There are a couple of other differences. Instead of referencing the bias voltage to the Source of the output transistor Q1 as in the previous circuit, I now reference it to Ground. This solves the DC offset problem I mentioned. The transistors don't have to be perfectly matched and you don't have to tweak them so that the temperature is always the same and so on. As the output DC starts to drift, this will drive that transistor in such a way as to compensate. Now we have a circuit where the voltage V2 determines the bias current of the amplifier and V1 determines the output DC offset and both are independently adjustable. A little bit later you will see that we put in potentiometers to do that. You can use anything to make the bias voltages – you can use a battery, in fact a 1.5V battery is just about the right voltage for that. I did build exactly this circuit and the distortion curve looks like this:

This is a 'no-feedback' circuit. Down around a 10th of a watt it has 0.1% distortion, mostly second harmonic because the two transistors are not perfectly matched. As you can see, up at 5 watts it's running about 1%. That's fairly respectable as compared to 'no-feedback' single-ended triode (SET) amplifiers.

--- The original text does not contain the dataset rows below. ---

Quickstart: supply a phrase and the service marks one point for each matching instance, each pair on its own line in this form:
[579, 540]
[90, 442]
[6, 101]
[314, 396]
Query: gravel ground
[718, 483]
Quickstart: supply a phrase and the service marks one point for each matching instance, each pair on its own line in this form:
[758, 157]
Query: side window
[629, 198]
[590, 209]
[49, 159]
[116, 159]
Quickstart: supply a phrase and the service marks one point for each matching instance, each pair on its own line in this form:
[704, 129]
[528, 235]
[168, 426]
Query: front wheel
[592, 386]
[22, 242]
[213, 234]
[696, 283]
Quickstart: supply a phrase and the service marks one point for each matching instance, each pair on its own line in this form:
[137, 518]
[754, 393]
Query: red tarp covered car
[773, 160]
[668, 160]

This performance is open-loop—no loop feedback—and the output impedance of the amplifier is high. I's a current source amplifier with a very small damping factor. It works fine. You can listen to it and blood won't come out of your ears. There are many speakers that will probably not appreciate this performance but there are some that will sound quite good.
Here's that same circuit but now I've done something new. I've put a feedback loop in it and I'm using the primary of the transformer as the feedback element. When I input a positive signal, the upper secondary drives the positive transistor Q1 to produce positive output. The other secondary drives the negative transistor Q2 oppositely also producing a positive output. This amplified output comes back to the primary windings through the feedback loop where a resistive divider delivers the positive voltage at the minus side on the input coils of the transformer. This reduces the amount of gain, provides a damping factor for the amplifier, lowers the distortion and raises the input impedance of the amplifier.


So we've morphed from a more simple transformer with no feedback driving a not very DC-stable output stage into something where we have some DC control and can set the gain with feedback and lower the distortion and so on. The open-loop figure I was getting for the previous circuit with no feedback was about 38dB of gain with a frequency response that rolled off at about 5kHz or so. With feedback the gain is 15dB with a bandwidth of 50kHz.


Now for a little more detail on how those bias voltages get developed. Resistors bleed a small amount of current through LED1 and LED2. I used blue LEDs which develop about 2.7 volts. I need about 1.2 volts bias so I put in potentiometer dividers P1 and P2 for adjustment. This result goes through the 10KΩ resistors R4 and R5 to the drive coils which pass the bias voltage to the Gates of the transistors. The 1.2 volts or so biases the amplifier at about 1.5 amps for Class A operation. To see to it that the secondary still presents a low AC source impedance to the Gate of the transistor, we couple it to the Source pin through the large-value capacitors C1 and C2. As a result when we turn the amp on, it takes a little while for them charge up before the amp gets going.